Dean Sirigos, 50, a Greek-American writer for the National Herald, a Greek newspaper based in Long Island City, Queens, said that among the 450,000 Greek-Americans in the New York metropolitan region, the debate over same-sex marriage had created a culture clash and a generational divide. In a National Herald poll late last month, about 1,000 Greek-Americans were asked, “Do you approve of gay marriage?” Eighty-six percent of the respondents said no.
“In Flushing, Queens, one of New York’s most polyglot neighborhoods,” writes Bilefsky, “with one of the largest Asian communities in the country, opponents of same-sex marriage said they had felt sidelined during the debate over it.”

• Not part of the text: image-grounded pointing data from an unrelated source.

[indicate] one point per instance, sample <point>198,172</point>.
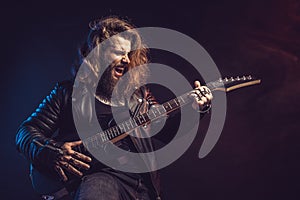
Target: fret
<point>182,99</point>
<point>114,131</point>
<point>97,141</point>
<point>121,128</point>
<point>158,110</point>
<point>109,133</point>
<point>103,137</point>
<point>131,123</point>
<point>143,118</point>
<point>165,110</point>
<point>140,123</point>
<point>92,142</point>
<point>175,101</point>
<point>127,125</point>
<point>153,112</point>
<point>124,127</point>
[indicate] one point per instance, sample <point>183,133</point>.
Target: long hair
<point>102,29</point>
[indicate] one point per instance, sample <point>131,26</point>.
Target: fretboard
<point>119,131</point>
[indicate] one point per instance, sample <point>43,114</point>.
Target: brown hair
<point>102,29</point>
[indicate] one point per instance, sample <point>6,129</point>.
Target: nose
<point>125,59</point>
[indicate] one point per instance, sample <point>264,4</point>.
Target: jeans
<point>111,186</point>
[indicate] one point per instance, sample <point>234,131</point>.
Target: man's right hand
<point>71,161</point>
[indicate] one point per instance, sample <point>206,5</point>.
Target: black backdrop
<point>257,155</point>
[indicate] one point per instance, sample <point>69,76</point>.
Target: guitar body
<point>46,184</point>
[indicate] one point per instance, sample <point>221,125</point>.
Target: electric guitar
<point>43,184</point>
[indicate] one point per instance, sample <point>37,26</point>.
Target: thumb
<point>197,84</point>
<point>75,143</point>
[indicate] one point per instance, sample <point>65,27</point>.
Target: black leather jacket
<point>52,124</point>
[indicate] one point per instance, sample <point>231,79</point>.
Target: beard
<point>107,87</point>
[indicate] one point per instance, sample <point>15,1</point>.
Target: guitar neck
<point>118,132</point>
<point>121,130</point>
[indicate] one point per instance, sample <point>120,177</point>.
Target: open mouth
<point>119,71</point>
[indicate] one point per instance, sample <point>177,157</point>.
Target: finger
<point>204,99</point>
<point>209,97</point>
<point>79,164</point>
<point>70,168</point>
<point>81,156</point>
<point>197,84</point>
<point>75,143</point>
<point>61,173</point>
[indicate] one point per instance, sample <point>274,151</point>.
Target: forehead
<point>120,43</point>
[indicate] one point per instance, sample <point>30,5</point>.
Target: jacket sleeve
<point>33,137</point>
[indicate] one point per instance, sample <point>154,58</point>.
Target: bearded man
<point>61,166</point>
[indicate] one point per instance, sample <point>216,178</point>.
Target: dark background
<point>257,155</point>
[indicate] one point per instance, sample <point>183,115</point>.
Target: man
<point>61,167</point>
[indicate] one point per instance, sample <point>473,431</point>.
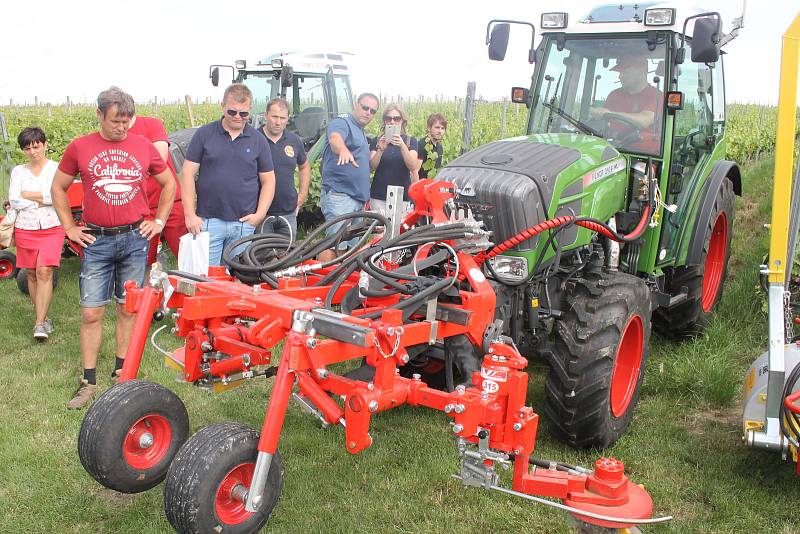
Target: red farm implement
<point>393,298</point>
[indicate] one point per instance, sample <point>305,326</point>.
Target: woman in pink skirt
<point>37,231</point>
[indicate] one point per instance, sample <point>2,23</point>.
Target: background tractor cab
<point>316,85</point>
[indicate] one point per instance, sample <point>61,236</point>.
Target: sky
<point>163,48</point>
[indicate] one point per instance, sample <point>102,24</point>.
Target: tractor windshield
<point>608,87</point>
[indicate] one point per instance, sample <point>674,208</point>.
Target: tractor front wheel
<point>704,281</point>
<point>207,483</point>
<point>598,358</point>
<point>8,265</point>
<point>131,434</point>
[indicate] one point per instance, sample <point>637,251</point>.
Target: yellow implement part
<point>784,153</point>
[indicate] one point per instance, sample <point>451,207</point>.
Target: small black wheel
<point>130,435</point>
<point>598,358</point>
<point>703,281</point>
<point>207,483</point>
<point>8,265</point>
<point>22,280</point>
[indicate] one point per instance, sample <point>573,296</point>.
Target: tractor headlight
<point>512,268</point>
<point>659,17</point>
<point>554,21</point>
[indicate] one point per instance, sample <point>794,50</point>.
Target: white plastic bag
<point>193,253</point>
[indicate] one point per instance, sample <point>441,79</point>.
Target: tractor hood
<point>511,184</point>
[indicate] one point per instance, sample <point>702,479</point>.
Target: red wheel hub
<point>147,442</point>
<point>627,366</point>
<point>229,501</point>
<point>6,268</point>
<point>715,262</point>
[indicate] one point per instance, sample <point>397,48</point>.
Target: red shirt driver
<point>637,102</point>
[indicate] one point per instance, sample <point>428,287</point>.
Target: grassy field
<point>684,444</point>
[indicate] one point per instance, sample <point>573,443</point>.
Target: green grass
<point>684,444</point>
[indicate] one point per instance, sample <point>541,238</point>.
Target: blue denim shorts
<point>108,263</point>
<point>334,204</point>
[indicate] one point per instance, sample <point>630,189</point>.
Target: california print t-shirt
<point>113,175</point>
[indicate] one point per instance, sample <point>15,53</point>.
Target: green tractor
<point>624,158</point>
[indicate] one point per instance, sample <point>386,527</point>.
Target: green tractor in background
<point>657,182</point>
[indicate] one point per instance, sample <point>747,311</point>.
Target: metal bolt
<point>146,440</point>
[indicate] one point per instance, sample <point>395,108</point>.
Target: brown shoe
<point>83,395</point>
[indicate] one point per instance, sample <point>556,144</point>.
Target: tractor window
<point>610,87</point>
<point>344,96</point>
<point>309,93</point>
<point>694,124</point>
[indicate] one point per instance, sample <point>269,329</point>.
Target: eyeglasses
<point>233,113</point>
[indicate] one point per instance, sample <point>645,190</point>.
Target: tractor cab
<point>316,85</point>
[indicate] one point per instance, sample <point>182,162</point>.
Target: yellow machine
<point>771,416</point>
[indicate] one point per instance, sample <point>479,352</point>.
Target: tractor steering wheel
<point>630,134</point>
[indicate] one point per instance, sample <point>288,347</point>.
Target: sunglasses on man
<point>233,113</point>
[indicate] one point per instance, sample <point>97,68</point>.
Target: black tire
<point>598,358</point>
<point>197,493</point>
<point>109,442</point>
<point>22,280</point>
<point>8,265</point>
<point>705,280</point>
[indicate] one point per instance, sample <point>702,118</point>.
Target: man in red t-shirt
<point>112,166</point>
<point>637,101</point>
<point>174,227</point>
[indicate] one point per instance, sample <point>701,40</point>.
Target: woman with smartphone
<point>393,157</point>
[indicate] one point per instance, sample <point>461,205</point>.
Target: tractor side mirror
<point>520,95</point>
<point>705,40</point>
<point>498,42</point>
<point>287,76</point>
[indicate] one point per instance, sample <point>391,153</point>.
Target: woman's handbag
<point>7,229</point>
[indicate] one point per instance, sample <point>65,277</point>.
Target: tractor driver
<point>636,103</point>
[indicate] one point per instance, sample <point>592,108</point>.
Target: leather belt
<point>113,230</point>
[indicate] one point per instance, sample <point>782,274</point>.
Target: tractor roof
<point>626,18</point>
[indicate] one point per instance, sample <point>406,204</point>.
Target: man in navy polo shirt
<point>288,154</point>
<point>345,164</point>
<point>236,181</point>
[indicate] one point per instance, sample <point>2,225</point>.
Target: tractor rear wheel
<point>705,280</point>
<point>598,358</point>
<point>8,265</point>
<point>131,434</point>
<point>207,483</point>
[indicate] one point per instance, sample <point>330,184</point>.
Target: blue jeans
<point>108,263</point>
<point>221,234</point>
<point>280,224</point>
<point>334,204</point>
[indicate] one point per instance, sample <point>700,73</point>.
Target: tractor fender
<point>722,169</point>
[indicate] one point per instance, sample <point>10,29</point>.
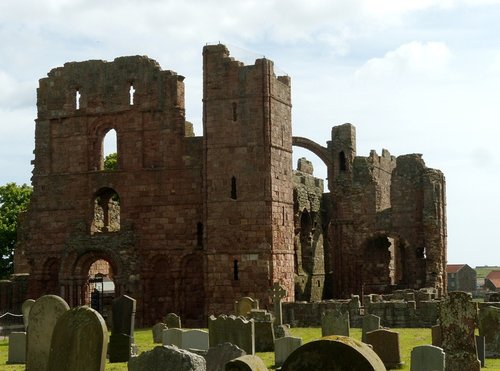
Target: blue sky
<point>413,77</point>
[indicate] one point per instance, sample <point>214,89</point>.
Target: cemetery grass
<point>409,338</point>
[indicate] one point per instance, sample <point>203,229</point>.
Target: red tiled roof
<point>454,268</point>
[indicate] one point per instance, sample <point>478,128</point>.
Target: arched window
<point>109,151</point>
<point>106,216</point>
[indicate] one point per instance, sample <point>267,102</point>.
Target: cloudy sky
<point>413,76</point>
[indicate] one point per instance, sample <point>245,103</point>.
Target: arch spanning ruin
<point>188,224</point>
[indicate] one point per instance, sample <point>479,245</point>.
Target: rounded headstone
<point>334,353</point>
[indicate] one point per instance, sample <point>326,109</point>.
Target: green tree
<point>14,200</point>
<point>111,161</point>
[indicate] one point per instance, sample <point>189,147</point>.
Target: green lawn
<point>409,338</point>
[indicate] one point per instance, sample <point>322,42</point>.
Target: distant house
<point>461,277</point>
<point>492,281</point>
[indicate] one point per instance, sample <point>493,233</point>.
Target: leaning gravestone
<point>79,341</point>
<point>167,358</point>
<point>246,363</point>
<point>427,358</point>
<point>158,332</point>
<point>218,356</point>
<point>121,341</point>
<point>42,320</point>
<point>235,330</point>
<point>371,322</point>
<point>17,348</point>
<point>334,353</point>
<point>458,318</point>
<point>26,308</point>
<point>172,320</point>
<point>386,344</point>
<point>283,347</point>
<point>489,327</point>
<point>335,322</point>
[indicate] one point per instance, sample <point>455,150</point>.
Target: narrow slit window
<point>235,270</point>
<point>131,93</point>
<point>77,99</point>
<point>234,195</point>
<point>342,161</point>
<point>235,111</point>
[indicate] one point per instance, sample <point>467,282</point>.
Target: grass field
<point>409,338</point>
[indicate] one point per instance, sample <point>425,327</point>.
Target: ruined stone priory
<point>188,224</point>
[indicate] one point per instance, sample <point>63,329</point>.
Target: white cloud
<point>418,59</point>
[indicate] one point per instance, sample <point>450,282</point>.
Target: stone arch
<point>384,262</point>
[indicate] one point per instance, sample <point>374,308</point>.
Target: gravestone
<point>277,293</point>
<point>489,327</point>
<point>436,335</point>
<point>121,341</point>
<point>335,322</point>
<point>264,330</point>
<point>25,309</point>
<point>195,339</point>
<point>158,332</point>
<point>386,344</point>
<point>172,336</point>
<point>79,341</point>
<point>218,356</point>
<point>334,353</point>
<point>427,358</point>
<point>42,319</point>
<point>167,358</point>
<point>17,348</point>
<point>235,330</point>
<point>458,318</point>
<point>371,322</point>
<point>246,363</point>
<point>243,306</point>
<point>481,349</point>
<point>172,320</point>
<point>283,347</point>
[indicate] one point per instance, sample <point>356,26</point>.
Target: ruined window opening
<point>110,155</point>
<point>131,93</point>
<point>77,99</point>
<point>106,217</point>
<point>235,111</point>
<point>199,234</point>
<point>235,270</point>
<point>342,161</point>
<point>234,195</point>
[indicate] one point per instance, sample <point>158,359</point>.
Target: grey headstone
<point>172,320</point>
<point>42,320</point>
<point>334,353</point>
<point>167,358</point>
<point>246,363</point>
<point>458,318</point>
<point>195,339</point>
<point>386,344</point>
<point>283,347</point>
<point>235,330</point>
<point>121,341</point>
<point>427,358</point>
<point>26,308</point>
<point>371,322</point>
<point>172,336</point>
<point>158,332</point>
<point>79,341</point>
<point>335,322</point>
<point>218,356</point>
<point>489,327</point>
<point>17,348</point>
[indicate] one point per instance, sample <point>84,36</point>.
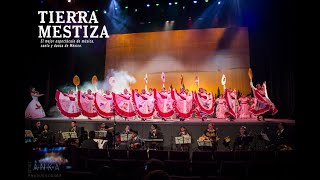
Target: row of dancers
<point>153,103</point>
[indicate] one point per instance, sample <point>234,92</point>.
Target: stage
<point>170,128</point>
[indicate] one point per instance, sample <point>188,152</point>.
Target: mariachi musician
<point>135,142</point>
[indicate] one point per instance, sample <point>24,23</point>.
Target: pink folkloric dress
<point>205,103</point>
<point>104,104</point>
<point>253,102</point>
<point>86,104</point>
<point>34,109</point>
<point>244,108</point>
<point>163,103</point>
<point>67,104</point>
<point>231,99</point>
<point>123,105</point>
<point>183,105</point>
<point>263,104</point>
<point>221,108</point>
<point>143,104</point>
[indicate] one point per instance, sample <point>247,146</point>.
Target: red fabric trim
<point>183,115</point>
<point>231,112</point>
<point>162,114</point>
<point>210,111</point>
<point>120,111</point>
<point>257,95</point>
<point>62,111</point>
<point>137,109</point>
<point>198,113</point>
<point>84,112</point>
<point>100,112</point>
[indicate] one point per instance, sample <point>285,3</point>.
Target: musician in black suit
<point>242,140</point>
<point>75,128</point>
<point>155,133</point>
<point>108,137</point>
<point>37,130</point>
<point>90,143</point>
<point>47,136</point>
<point>135,142</point>
<point>282,136</point>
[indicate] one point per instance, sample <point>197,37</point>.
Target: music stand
<point>69,135</point>
<point>100,134</point>
<point>125,137</point>
<point>28,134</point>
<point>183,140</point>
<point>205,143</point>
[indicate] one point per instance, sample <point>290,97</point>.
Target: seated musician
<point>108,137</point>
<point>242,140</point>
<point>211,134</point>
<point>120,142</point>
<point>184,133</point>
<point>90,143</point>
<point>76,129</point>
<point>47,136</point>
<point>135,142</point>
<point>155,133</point>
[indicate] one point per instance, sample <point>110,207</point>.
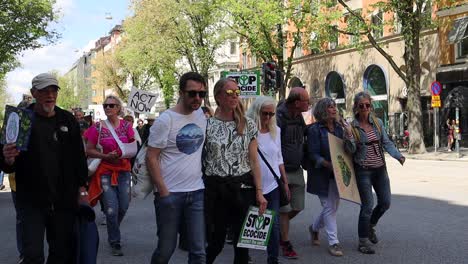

Dian Song Yu, executive director of the Flushing Business Improvement District, said many Chinese-Americans did not support same-sex marriage, especially those from mainland China, which has socially conservative Communist rulers. Mr. Yu said many Chinese-Americans had imported the values of their homeland, where gay-oriented Web sites are blocked, gay characters are largely absent from television and coming out remains rare.
Even some who back same-sex marriage expressed ambivalence. The Rev. Joseph D. Jerome, a Haitian-American who is the rector at All Saints Episcopal Church in Sunnyside, said that although he supported the right of same-sex couples to wed, he was not ready to officiate at such marriages.